L’alone di magia avvolge questo mondo periferico e ci rimanda con la memoria all’Ascoli di Costantino Rozzi e al Pisa di Romeo Anconetani. Quando il calcio era uno sport confezionato per il popolo e veniva vissuto in modo profondo senza assurde restrizioni o divieti polizieschi. Anche quello”insignificante” di provincia. Quello che non conta nei piani alti. E disturba i grandi manovratori.
E chi non ricorda il Milwall che spaventò il Manchester United degli invincibili di Sir Alex Ferguson? O del Getafe (quarta squadra di Madrid con lo stadio sempre desolatamente vuoto) della stagione 2007/08 che si battagliò l’accesso in semifinale col grande Bayern di Hitzfeld? Il palcoscenico da serata degli Oscar amplifica le gesta e pone l’accento sul calcio minore, da sempre snobbato dai signori dei vertici, ma verace e profondo.
Identitario e campanilistico, in Italia come altrove. Scolpisce nella memoria partite e date, vivendo in simbiosi con comunità e personaggi. L’Alaves di Vitoria – pur non vincendo la Coppa Uefa di Dortmund contro il mitico Liverpool – ha scritto una delle pagine più folli e indelebili della storia del gioco, perdendo 5-4 e uscendo dal campo tra gli applausi di tutti.

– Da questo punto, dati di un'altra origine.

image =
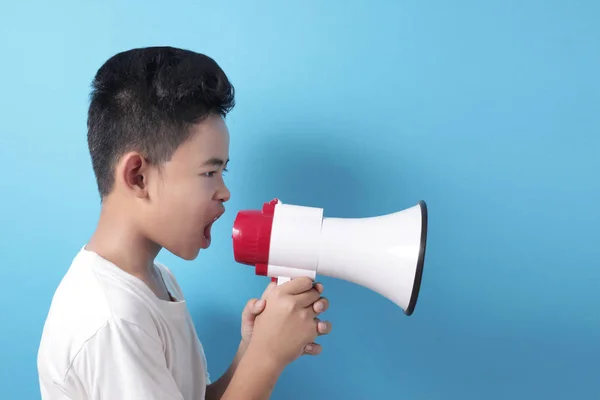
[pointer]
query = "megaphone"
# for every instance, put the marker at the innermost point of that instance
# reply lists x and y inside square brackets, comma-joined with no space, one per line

Da una città basca conosciuta soprattutto per il basket ad un’altra del Lancashire rinomata per la squadra di rugby. Il Wigan del patron Dave Whelan ha scalato in rapida successione le gerarchie del football d’oltremanica, alzando al cielo la prima (e unica) F.A. Cup della storia nel 2013, contro il Manchester City dei petroldollari e dei campioni. Da cenere a furore. A volte anche il brutto anatroccolo diventa principe.
E per questo che una salvezza in Lega Pro e una qualificazione in Champions di un paesino di 40000 individui (a proposito, l’Auxerre del leggendario Guy Roux in tal senso ha rivoluzionato il significato di “piccola” nell’universo francese) valgono come imprese da consegnare ai posteri. Per la serie: c’eravamo ieri per la storia, ci siamo – oggi – per la nostra gente. E per la maglia. Anche lontano dalle luci delle ribalta e dal clamore dei media.
Scrutiamo l’orizzonte e allarghiamo i nostri confini, restando basiti nel constatare come nel nostro calcio racconti epici del genere siano del tutti sconosciuti. Snobbiamo la Coppa Nazionale riducendola a una “Final Eight” tra le solite note, cancelliamo le tradizioni rinnovando la forma e mai la sostanza, “annientiamo” le società cardine dell’intero movimento per far spazio all'”ingombrante” peso dei diritti televisivi. Preferiamo il dio denaro alla vera essenza dello sport.
Le recenti dichiarazioni “rubate” di Claudio Lotito ne sono la prova lampante. I burattinai del nostro pallone, coadiuvati da quelli dei grandi club del vecchio continente, viaggiano spediti verso la Superlega Europea. Sognano un Real Madrid-Bayern Monaco o un Barcellona-Manchester United ripetuto dieci volte l’anno, una lega in modello Nba senza retrocessioni e con la spettacolarizzazione di ogni singolo gesto portata all’estremo.
In questo mondo stellare spazio per Carpi, Latina e Frosinone non può esserci. Restano le briciole economiche e una pacca sulle spalle dei ras di turno. Agli ultimi romantici del pallone, invece, qualche nitido ricordo e pagine ingiallite – ma solo materialmente e per l’usura del tempo – della finale disputa davanti a 80000 spettatori con tutto il paese riversatosi in massa all’appuntamento. O il biglietto dell’ultima gara tra i professionisti. Sbiadito solo nei caratteri, ma vivo più che mai nella mente e nel cuore di chi lo possiede. Perché possono “rubare” tutto a tutti, tranne l’anima a chi la possiede.